Иоанна. – И беда еще какая, – глухо прозвучал ее голос, – матушка-игуменья долго жить приказала, и меня игуменьей… Я чуть не в голос кричу: не могу, не буду, не по силам мне эта ноша! Мое место на скотном, с овцами да коровами! Все-то небось думали, что я от страха Господня и скромности великой, а я, батюшка, себя боялась. Игуменья – она не только пример, она еще и власть. Полста с лишним душ – поди-ка управь! А я сама с собой совладать не могу… Но послушание паче поста и молитвы. Стала я игуменьей, и меня, особенно в первые годы, ну будто прорвало. К сестрам не с любовью, не с теплом сердечным, не с умилительной лаской – а все больше с гневом, с гордостью да с криком… Одна девочка новоначальная мне отчего-то невзлюбилась. Светленькая такая, волосы льняные, глазки синие, и видно, что слабенькая. А я ее в поле, картошку копать, я ее – дрова колоть… Какие дрова! Она топор подымет, а он ее за собой назад тянет. И старшие наши сестры ко мне приходили за нее просить, и духовник вразумлял, но мне будто сатана шепчет: гони ее, гони! Верочкой звали… Ну, говорю, колоть не можешь, ступай на конюшню, за лошадьми ходить будешь. А она мне: как благословите, матушка-игуменья. И чистыми своими глазками на меня глядит. И сама чистая передо мной, как я была когда-то… Мне бы ее приласкать, мне бы перед ней повиниться, мне бы другое какое ей послушание дать, полегче, ей по ее силенкам соразмерное, но враг мой сердце мне разжигает. Ах, думаю, ты чистая, а у меня места живого в душе нет… Ты, стало быть, Богу любезна, а я в очах Господних не иначе, как сосуд скверны.

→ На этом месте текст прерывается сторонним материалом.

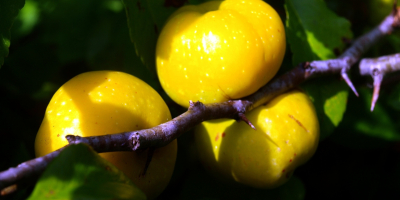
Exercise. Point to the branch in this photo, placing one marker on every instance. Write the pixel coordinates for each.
(361, 45)
(377, 68)
(165, 133)
(26, 170)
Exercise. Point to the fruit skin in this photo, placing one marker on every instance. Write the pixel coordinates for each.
(219, 50)
(287, 136)
(106, 102)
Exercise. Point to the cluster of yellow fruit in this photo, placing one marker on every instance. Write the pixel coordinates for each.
(213, 52)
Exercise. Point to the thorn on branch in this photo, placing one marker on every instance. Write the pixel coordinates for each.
(377, 68)
(348, 81)
(8, 190)
(377, 85)
(72, 138)
(243, 117)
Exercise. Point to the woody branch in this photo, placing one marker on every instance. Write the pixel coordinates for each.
(165, 133)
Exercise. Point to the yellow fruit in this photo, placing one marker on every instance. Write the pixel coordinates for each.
(219, 50)
(107, 102)
(287, 136)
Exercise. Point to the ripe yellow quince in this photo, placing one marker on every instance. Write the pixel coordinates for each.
(219, 50)
(107, 102)
(287, 136)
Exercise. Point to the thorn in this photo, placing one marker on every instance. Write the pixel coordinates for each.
(72, 139)
(377, 86)
(8, 190)
(244, 118)
(150, 153)
(349, 83)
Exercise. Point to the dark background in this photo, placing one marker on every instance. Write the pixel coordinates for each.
(53, 41)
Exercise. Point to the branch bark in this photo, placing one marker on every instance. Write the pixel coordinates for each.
(163, 134)
(377, 68)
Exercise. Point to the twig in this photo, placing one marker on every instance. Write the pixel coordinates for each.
(165, 133)
(377, 68)
(353, 54)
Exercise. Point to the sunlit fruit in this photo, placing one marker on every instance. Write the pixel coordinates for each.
(107, 102)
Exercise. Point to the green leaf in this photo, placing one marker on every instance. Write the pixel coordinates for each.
(316, 33)
(363, 129)
(145, 21)
(8, 11)
(79, 173)
(330, 99)
(213, 188)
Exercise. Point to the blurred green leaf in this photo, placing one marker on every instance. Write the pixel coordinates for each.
(8, 11)
(145, 21)
(329, 96)
(29, 17)
(316, 33)
(79, 173)
(363, 129)
(212, 188)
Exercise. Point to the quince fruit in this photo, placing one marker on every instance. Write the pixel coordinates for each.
(107, 102)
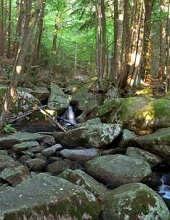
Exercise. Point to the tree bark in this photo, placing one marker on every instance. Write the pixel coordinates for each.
(20, 59)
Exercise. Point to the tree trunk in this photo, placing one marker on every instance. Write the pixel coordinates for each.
(18, 67)
(2, 43)
(101, 38)
(146, 57)
(123, 75)
(9, 30)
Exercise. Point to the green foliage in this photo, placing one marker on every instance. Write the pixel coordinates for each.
(8, 128)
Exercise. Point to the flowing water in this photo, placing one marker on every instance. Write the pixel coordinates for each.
(164, 188)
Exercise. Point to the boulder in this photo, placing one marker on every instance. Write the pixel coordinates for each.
(15, 175)
(58, 166)
(48, 197)
(92, 133)
(80, 154)
(36, 164)
(152, 159)
(25, 146)
(81, 178)
(58, 100)
(7, 161)
(18, 137)
(42, 93)
(157, 143)
(50, 151)
(134, 201)
(143, 115)
(115, 170)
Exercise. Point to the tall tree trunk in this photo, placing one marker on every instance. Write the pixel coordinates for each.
(9, 30)
(118, 30)
(167, 59)
(101, 38)
(20, 60)
(123, 76)
(136, 40)
(146, 57)
(2, 43)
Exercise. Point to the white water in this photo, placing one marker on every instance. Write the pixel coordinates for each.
(164, 190)
(70, 115)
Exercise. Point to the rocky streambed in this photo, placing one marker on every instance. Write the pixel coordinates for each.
(94, 171)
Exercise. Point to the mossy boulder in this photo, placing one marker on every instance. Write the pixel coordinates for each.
(115, 170)
(92, 133)
(134, 201)
(48, 197)
(157, 142)
(81, 178)
(18, 137)
(144, 113)
(58, 100)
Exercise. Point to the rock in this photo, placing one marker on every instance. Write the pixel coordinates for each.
(18, 137)
(144, 114)
(115, 170)
(3, 152)
(36, 164)
(48, 197)
(42, 93)
(25, 145)
(15, 175)
(7, 161)
(40, 156)
(157, 143)
(81, 178)
(86, 99)
(58, 166)
(107, 107)
(127, 139)
(58, 100)
(134, 201)
(50, 151)
(152, 159)
(48, 140)
(24, 158)
(80, 154)
(92, 133)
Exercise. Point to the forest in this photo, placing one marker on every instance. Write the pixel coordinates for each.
(85, 109)
(126, 43)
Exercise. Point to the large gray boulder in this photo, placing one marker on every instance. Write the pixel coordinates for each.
(18, 137)
(157, 142)
(144, 114)
(115, 170)
(134, 201)
(81, 178)
(151, 158)
(58, 100)
(92, 133)
(48, 197)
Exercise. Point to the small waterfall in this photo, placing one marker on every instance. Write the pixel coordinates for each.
(70, 115)
(164, 189)
(68, 118)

Но власть-то в обители покамест моя, и потому ступай-ка ты, раба Божья, за лошадками навоз убирать. Она и пошла. И там ее жеребец и ударил. – Мать Лидия резко выпрямилась. – Я тут давеча отцу Петру брякнула, что мы-де в монастыре от Бога не отступали. Про других говорить не буду, а я… Коли бы я не отступала, то Верочка живая бы сейчас была. Ее отпевали, все ревут в три ручья, а я, батюшка, веришь, ровно каменная. Ни слезинки. Приду, думаю, с кладбища и руки на себя наложу. Иуда Христа предал и удавился – а я чем лучше? Страх Господен меня удержал, только он, не то я бы уже давно… – Она надвинула платок по самые брови и умолкала. Мертво смотрели ее глаза в разгорающееся утро.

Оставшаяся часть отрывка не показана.